Изменить стиль страницы

Низёлек, сам того не желая, доказал реальность этого кошмара.

— Разрешите идти, пан подпоручик? В батальоне я застрял, велели ждать, пока добудятся майора Нетачко. Надо сдать дежурство, пан поручик Шургот рассердится…
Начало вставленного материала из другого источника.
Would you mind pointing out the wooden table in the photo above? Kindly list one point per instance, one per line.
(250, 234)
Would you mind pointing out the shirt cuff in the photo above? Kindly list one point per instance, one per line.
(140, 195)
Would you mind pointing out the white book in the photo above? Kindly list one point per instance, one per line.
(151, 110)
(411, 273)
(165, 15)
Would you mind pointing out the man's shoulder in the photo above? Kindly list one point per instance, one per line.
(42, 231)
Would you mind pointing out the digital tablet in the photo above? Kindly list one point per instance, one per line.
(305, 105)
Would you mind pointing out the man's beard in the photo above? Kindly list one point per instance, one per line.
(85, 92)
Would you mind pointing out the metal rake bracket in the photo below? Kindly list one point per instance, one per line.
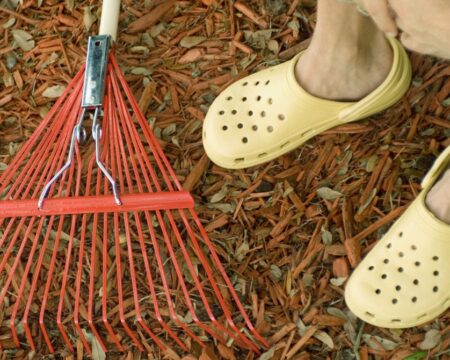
(93, 94)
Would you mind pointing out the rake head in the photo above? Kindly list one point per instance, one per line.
(77, 266)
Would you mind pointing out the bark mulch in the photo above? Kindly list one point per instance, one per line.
(289, 232)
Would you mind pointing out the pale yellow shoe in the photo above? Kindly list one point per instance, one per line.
(405, 279)
(267, 114)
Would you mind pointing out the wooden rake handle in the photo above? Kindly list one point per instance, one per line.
(110, 18)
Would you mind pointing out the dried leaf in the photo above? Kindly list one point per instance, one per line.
(268, 355)
(432, 339)
(338, 281)
(242, 251)
(23, 39)
(53, 92)
(327, 237)
(374, 342)
(219, 195)
(325, 338)
(191, 41)
(417, 356)
(10, 22)
(276, 272)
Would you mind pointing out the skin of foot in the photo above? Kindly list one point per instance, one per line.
(438, 198)
(348, 56)
(425, 25)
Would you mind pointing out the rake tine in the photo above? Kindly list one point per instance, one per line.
(237, 335)
(62, 296)
(138, 222)
(125, 115)
(23, 282)
(105, 260)
(157, 263)
(115, 165)
(40, 156)
(37, 273)
(48, 284)
(76, 86)
(39, 265)
(119, 150)
(119, 285)
(219, 265)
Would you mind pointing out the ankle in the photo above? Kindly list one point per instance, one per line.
(344, 74)
(438, 198)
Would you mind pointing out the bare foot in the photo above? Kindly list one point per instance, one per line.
(345, 74)
(348, 57)
(438, 198)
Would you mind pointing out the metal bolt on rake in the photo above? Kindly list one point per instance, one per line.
(99, 240)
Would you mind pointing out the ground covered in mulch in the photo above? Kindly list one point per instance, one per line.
(289, 232)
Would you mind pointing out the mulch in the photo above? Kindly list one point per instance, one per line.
(289, 232)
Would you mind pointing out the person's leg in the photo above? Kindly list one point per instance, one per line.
(438, 199)
(348, 56)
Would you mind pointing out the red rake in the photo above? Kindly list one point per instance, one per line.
(98, 240)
— Ха-ха-ха! — захохотал Маркевич. — Вы спятили, капрал! Поручик Шургот никогда больше на вас не рассердится! А впрочем, плевать. И на капитана, и на майора плевать! — Тут он что-то напутал с именами и почему-то произнес свое собственное; — Эх, и рожа у тебя, Болютек!

Низёлек испуганно смотрел на него. Маркевич еще какое-то мгновение размахивал руками. Тогда Цебуля осторожно тронул его за плечо:

— Пан подпоручик!

Они оглянулись на деревню. От леса наискось, в направлении той самой развилки дорог, двигалось продолговатое облако не то дыма, не то пыли. Маркевич вдруг что-то вспомнил и крикнул:

— Цебуля, что сделали с тем ящиком, ну, который так берегли? Где он?

— Ящик? Тот, что у капитана? Когда второй взвод драпанул, его взяли с собой. Погрузили на повозку и галопом! Разве я не говорил? Забыл в спешке…

Маркевичу оставалось одно — достать спички. Хорошая глянцевая бумага, на которой были напечатаны инструкции, не хотела гореть, красные кружочки медленно чернели. Сплющенный немецкий танк «Т-1», с двух сторон охваченный витками огня, наконец поддался, шатающееся орудийное дуло надломилось, лопнула изнутри башенка, бумажные гусеницы свернулись, превратились в пепел. Маркевич вдавил каблуком в сухой дерн подвелюньской межи шелестящие, хрупкие, обгоревшие листки.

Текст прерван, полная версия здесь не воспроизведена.